The Degradation Tag Collection

This collection includes 5 different degradation tags with different degradation rate and steady-state concentration when fused after a CDS of a protein. We have measured the induction curve and growth curve of BL21(DE3) containing EGFP fused with degradation tags (Figure 1).

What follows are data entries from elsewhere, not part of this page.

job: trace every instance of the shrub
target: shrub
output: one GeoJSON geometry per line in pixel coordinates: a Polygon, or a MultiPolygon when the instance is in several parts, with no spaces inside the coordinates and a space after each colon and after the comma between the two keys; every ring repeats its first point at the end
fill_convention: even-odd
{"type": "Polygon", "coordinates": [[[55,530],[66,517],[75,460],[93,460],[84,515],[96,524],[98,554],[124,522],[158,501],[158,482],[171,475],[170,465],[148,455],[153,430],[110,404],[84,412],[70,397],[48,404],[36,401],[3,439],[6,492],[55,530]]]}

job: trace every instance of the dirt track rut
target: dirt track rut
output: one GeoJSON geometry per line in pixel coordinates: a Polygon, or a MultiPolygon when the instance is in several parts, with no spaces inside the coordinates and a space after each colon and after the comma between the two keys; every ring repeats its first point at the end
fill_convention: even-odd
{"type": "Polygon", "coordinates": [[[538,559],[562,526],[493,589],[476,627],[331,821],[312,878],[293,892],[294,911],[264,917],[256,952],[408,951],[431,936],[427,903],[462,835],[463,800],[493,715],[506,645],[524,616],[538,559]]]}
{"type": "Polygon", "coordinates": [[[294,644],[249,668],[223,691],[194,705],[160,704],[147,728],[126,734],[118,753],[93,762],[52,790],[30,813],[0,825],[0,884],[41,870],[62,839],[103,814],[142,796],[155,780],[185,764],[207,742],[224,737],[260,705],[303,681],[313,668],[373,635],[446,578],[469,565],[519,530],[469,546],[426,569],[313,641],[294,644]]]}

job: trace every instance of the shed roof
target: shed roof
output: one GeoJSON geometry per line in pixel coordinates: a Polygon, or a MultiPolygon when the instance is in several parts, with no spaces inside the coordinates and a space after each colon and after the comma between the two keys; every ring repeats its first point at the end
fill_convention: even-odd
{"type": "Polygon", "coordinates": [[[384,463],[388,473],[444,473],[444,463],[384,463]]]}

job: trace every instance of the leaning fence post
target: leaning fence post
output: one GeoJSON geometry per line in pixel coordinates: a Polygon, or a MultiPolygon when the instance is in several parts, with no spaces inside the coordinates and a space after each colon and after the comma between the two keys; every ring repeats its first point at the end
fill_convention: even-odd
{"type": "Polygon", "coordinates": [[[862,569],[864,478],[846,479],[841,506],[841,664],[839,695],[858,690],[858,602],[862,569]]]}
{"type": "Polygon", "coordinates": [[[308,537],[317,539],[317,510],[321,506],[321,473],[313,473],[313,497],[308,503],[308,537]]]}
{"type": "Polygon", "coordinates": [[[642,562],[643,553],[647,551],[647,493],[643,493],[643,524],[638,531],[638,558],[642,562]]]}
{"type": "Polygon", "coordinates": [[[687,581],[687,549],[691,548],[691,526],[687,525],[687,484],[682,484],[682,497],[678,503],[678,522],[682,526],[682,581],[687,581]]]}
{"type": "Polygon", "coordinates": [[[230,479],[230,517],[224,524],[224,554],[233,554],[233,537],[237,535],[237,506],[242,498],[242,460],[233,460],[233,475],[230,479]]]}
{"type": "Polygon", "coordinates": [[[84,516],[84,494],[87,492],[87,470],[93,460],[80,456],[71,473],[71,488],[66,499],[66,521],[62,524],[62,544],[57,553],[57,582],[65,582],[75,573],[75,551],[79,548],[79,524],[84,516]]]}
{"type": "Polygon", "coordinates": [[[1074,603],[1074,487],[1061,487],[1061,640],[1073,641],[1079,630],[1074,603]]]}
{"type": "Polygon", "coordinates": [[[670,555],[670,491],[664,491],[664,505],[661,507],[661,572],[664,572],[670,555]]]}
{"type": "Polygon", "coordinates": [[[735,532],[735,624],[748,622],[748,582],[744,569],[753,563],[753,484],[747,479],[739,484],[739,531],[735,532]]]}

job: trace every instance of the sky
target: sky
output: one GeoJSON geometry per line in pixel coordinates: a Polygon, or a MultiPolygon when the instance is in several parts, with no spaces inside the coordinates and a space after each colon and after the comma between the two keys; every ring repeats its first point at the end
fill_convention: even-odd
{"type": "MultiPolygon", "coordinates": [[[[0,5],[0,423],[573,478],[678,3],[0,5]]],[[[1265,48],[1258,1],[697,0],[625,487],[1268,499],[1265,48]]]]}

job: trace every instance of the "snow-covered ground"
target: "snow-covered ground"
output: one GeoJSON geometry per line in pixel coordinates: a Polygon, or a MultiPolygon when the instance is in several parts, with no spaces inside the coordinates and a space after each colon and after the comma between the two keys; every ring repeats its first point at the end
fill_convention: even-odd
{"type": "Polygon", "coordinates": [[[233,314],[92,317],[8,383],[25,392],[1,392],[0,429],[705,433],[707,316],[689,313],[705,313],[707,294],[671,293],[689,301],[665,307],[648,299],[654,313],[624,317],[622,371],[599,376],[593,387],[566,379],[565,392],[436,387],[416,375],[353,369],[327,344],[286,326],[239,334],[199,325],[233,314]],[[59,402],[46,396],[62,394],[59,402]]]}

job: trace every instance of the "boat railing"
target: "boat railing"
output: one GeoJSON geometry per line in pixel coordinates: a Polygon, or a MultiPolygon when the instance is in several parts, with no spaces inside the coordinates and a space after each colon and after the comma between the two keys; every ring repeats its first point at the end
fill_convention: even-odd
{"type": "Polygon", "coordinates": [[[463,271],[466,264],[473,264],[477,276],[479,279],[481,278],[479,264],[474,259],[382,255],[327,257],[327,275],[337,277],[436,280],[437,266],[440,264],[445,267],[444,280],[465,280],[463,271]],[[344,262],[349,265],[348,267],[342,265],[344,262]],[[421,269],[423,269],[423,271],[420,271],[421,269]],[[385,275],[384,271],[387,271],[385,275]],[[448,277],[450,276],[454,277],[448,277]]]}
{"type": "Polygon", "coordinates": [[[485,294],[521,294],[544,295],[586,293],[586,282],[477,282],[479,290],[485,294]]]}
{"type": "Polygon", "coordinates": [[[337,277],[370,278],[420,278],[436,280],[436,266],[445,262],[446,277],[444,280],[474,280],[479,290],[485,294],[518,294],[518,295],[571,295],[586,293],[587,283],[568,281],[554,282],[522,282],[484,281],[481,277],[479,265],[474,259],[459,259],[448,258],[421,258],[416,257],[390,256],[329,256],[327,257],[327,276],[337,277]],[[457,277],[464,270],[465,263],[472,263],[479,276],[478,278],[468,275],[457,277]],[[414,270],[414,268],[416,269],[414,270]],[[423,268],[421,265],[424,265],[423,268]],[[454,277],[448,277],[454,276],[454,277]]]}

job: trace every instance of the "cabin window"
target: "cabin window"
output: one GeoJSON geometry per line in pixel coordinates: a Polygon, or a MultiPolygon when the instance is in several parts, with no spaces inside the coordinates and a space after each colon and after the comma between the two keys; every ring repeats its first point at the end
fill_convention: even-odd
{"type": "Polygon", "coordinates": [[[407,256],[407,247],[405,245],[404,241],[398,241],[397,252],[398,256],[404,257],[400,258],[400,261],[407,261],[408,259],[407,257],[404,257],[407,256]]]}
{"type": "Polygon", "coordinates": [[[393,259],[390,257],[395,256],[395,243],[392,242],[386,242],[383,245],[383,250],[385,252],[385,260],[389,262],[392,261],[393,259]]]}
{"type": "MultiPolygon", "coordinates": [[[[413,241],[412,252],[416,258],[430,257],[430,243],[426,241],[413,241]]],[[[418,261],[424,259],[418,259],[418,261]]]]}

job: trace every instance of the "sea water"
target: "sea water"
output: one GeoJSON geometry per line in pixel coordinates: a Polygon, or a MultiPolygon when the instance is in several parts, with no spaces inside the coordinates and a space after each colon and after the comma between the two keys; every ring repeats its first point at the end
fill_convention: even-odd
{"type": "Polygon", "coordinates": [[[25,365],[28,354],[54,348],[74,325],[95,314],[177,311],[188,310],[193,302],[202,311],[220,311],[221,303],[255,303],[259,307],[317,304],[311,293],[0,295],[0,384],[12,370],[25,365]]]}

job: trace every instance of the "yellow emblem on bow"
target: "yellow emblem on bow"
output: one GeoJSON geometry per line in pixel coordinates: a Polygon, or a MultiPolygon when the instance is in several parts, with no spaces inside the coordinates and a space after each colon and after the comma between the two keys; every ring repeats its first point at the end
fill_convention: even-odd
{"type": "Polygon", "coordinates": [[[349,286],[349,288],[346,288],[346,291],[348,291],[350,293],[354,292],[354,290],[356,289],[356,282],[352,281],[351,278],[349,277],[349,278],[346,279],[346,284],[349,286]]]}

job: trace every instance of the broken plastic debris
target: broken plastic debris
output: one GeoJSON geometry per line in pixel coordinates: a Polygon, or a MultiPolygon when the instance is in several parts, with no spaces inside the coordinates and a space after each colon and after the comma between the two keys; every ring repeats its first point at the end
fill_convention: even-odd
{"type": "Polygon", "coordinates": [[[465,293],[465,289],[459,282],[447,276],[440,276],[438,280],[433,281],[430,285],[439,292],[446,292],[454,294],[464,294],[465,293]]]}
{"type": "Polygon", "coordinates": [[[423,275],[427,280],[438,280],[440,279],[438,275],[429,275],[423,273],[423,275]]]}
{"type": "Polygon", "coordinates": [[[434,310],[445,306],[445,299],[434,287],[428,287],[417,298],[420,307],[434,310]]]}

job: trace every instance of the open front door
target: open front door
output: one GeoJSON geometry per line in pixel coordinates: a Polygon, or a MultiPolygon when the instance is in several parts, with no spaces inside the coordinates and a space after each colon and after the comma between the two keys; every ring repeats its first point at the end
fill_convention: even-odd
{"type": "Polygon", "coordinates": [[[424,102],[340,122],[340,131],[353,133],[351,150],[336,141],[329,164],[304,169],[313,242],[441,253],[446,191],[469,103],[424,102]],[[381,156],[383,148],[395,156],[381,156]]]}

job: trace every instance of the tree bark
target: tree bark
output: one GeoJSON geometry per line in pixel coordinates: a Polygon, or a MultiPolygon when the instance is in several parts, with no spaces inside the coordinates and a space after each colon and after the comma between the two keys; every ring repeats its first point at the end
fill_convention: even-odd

Part Number Part Name Notes
BBa_K3257069 SsrA(LAA) LAA stands for the last 3 amino acid residues of this degradation tag and this is a widely-used wild-type tag.
BBa_K3257070 SsrA(LAV) LAV stands for the last 3 amino acid residues of this degradation tag and it is mutated from SsrA(LAA).
BBa_K3257071 SsrA(LVA) LVA stands for the last 3 amino acid residues of this degradation tag and it is mutated from SsrA(LAA).
BBa_K3257072 SsrA(LVV) LVA stands for the last 3 amino acid residues of this degradation tag and it is mutated from SsrA(LAA).
BBa_K3257073 SsrA(WVLAA) WVLAA stands for the last 5 amino acid residues of this degradation tag and it is mutated from SsrA(LAA).

The Cre Recombinase with Degradation Tags Collection

Combined with Degradation Tags Collection, the leakage of Cre recombinase is solved and difference in expression level between Cre and RT is achieved in an easier way. The steady state concentration of Cre recombinase lowers to a functional level.

Part Number Part Name Notes
BBa_K3257101 Cre with SsrA(WVLAA) Cre recombinase tightly attached with SSr(WVLAA)
BBa_K3257102 Cre with SsrA(LAA) Cre recombinase tightly attached with SSr(LAA)
BBa_K3257103 Cre with SsrA(LAV) Cre recombinase tightly attached with SSr(LAV)
BBa_K3257104 Cre with SsrA(LVA) Cre recombinase tightly attached with SSr(LVA)
BBa_K3257105 Cre with SsrA(LVV) Cre recombinase tightly attached with SSr(LVV)

The lox Sites Collection

Part Number Part Name Notes
BBa_K3257064 loxP Wild-type lox site that can be recognized by Cre recombinase.
BBa_K3257074 lox2272 Orthogonal lox site mutated from loxP.
BBa_K3257075 lox5171 Orthogonal lox site mutated from loxP.

This collection includes 4 different types of lox sites. The lox511, lox2272, lox5171 are all orthogonal to loxP as we can see from their inability to be knocked out by Cre if there are loxP on one side and other lox sites on the other side.

After double transformation, colony PCR was done and agarose gel shows that there remains the original DNA fragment.